The batch mechanisms
Most of the typical batch processing is being made through chunk-oriented steps usage, which is implementing a Read-Process-Write repetitive pattern on data.
Typical chunk oriented step behavior¶
A chunk oriented step is made of:
-
An Item Reader
-
An Item Processor (Optional)
-
An Item Writer
The data to be processed is split into chunks whose size can be optionally defined by using item-count
attribute (= chunk size);
Each chunk is holding its own transaction. The transactional behavior of chunk oriented step is demonstrated by the figure below:
Figure 3.1. Chunk oriented step: basic transactional behavior¶
This is basic behavior, when everything runs smoothly and the step completes gracefully. The Read-Process-Write pattern is running within transaction boundaries.
Each time a transaction is committed, the job repository is being updated, in order to guarantee a potential job restart (provided repository update is being done on a persistent storage).
Now, what if something goes wrong?
Any uncaught exception thrown during Read-Process-Write operation will lead to a rollback of current chunk transaction and will cause the step to FAIL and thus consequently the job to FAIL. If job restartability has been set up, the job repository will be updated on transaction rollback so that job can be restarted later.

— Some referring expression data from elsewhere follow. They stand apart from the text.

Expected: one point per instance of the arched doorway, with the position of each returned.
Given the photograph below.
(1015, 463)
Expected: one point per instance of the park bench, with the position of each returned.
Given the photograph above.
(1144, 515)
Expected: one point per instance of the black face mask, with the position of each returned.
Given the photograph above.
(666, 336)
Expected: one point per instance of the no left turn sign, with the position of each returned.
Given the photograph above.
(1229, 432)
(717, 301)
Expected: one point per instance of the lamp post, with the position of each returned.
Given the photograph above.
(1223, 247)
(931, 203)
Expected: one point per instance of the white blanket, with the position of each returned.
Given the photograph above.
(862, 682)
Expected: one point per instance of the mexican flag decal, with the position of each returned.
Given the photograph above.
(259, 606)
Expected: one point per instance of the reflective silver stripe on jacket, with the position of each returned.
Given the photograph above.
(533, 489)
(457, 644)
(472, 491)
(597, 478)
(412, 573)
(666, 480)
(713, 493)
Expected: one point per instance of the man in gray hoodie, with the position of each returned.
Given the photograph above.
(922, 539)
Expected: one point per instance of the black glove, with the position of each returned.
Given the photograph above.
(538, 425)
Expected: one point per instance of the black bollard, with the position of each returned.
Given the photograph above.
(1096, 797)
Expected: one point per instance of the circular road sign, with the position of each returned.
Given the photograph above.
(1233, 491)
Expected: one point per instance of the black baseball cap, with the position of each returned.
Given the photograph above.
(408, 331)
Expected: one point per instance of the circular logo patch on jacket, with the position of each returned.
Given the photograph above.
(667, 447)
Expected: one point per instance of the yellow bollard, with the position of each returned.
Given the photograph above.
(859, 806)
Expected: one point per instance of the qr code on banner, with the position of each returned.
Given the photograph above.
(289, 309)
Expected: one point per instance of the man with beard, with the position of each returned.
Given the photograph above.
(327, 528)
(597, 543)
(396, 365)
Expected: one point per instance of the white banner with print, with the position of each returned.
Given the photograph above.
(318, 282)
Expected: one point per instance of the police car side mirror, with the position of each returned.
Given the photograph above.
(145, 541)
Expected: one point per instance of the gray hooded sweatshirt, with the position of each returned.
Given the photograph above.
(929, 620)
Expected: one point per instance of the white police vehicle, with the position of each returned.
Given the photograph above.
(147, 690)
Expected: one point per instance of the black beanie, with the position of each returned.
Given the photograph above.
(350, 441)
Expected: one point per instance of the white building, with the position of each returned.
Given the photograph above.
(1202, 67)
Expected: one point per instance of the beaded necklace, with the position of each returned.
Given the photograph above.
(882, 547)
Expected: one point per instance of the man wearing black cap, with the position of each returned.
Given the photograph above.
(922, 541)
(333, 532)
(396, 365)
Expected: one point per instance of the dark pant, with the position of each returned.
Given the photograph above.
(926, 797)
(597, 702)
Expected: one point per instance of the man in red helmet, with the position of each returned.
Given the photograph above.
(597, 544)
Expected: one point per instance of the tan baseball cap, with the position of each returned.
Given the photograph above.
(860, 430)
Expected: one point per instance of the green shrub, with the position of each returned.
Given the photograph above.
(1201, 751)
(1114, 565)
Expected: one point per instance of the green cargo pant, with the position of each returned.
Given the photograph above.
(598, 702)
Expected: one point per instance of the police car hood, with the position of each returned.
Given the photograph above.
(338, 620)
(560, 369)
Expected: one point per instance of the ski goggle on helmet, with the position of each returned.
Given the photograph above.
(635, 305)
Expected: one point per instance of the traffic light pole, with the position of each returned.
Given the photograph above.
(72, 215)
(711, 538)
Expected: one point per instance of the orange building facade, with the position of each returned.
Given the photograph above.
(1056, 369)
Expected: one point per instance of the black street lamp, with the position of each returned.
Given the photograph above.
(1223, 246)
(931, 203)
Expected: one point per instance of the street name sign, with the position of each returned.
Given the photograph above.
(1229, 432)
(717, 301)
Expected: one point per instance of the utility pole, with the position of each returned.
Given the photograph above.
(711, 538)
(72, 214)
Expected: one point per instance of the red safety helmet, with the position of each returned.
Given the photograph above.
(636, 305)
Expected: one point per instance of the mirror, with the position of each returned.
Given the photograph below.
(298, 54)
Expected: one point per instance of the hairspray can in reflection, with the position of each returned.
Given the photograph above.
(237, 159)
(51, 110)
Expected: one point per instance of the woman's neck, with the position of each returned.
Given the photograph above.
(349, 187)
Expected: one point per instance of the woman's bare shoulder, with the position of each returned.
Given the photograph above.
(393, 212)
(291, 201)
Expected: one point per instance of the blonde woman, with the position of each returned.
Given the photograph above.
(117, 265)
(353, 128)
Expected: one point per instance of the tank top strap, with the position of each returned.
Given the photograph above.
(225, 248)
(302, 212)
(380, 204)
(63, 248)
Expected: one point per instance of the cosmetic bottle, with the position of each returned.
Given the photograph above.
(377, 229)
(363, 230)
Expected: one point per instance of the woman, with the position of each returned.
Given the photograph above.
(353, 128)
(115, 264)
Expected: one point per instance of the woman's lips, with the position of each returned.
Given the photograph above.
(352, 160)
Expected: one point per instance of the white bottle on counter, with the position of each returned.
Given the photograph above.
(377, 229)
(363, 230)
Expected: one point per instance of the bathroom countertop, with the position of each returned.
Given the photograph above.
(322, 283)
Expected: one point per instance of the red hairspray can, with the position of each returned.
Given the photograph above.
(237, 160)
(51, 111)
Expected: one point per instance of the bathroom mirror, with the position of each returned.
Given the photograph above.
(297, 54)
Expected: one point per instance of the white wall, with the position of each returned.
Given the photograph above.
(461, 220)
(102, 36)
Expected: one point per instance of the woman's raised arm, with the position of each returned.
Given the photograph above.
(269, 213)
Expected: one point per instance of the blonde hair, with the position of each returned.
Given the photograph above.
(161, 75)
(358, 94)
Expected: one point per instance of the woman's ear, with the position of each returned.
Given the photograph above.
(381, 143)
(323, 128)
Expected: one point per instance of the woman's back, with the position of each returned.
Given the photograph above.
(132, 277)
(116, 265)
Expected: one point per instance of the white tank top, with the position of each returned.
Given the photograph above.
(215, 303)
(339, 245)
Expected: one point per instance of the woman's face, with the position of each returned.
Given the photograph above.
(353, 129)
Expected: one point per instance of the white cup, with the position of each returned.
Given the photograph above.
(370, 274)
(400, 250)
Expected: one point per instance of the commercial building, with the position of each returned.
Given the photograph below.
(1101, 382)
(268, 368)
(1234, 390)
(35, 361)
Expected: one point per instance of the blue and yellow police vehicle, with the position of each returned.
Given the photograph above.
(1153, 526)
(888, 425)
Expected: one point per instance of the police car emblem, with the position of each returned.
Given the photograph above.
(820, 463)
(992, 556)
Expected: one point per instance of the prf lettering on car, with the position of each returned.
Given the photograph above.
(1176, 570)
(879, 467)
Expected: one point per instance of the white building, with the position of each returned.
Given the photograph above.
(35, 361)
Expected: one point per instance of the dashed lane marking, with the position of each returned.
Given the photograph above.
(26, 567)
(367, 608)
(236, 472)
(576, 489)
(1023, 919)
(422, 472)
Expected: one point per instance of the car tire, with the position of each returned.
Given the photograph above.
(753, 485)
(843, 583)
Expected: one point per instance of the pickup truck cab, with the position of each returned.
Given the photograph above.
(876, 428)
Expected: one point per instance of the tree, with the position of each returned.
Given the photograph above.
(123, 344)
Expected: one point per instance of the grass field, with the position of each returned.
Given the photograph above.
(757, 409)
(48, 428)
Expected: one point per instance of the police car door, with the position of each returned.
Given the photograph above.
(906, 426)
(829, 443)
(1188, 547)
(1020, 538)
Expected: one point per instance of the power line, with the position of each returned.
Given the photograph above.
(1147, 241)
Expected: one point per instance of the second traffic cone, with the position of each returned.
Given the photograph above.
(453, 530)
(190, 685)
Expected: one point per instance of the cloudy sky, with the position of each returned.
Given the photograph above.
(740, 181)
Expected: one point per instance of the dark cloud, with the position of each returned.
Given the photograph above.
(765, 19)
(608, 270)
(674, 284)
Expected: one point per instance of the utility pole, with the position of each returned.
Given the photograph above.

The figure below illustrates that mechanism
Figure 3.2. Chunk oriented step: when transaction roll-back occurs¶
Caution
When for any reason we leave step (either because it completed or failed because of an unexpected exception), job repository is updated; this update uses a transaction of its own, clearly separated from any chunk-related transaction.
The tasklet approach¶
Using Chunk oriented step is not the only option; one can use a tasklet (aka a batchlet) to cover a whole step. A batchlet is a class that implements Summer.Batch.Core.Step.Tasklet.ITasklet
interface.
The transactional support is guaranteed by Summer.Batch.Core.Step.Tasklet.TaskletStep
class, that is in charge of executing batchlet code (see DoExecute
method, that delegates to DoInTransaction
method, that wraps tasklet code effective execution (Execute
method implementation) ).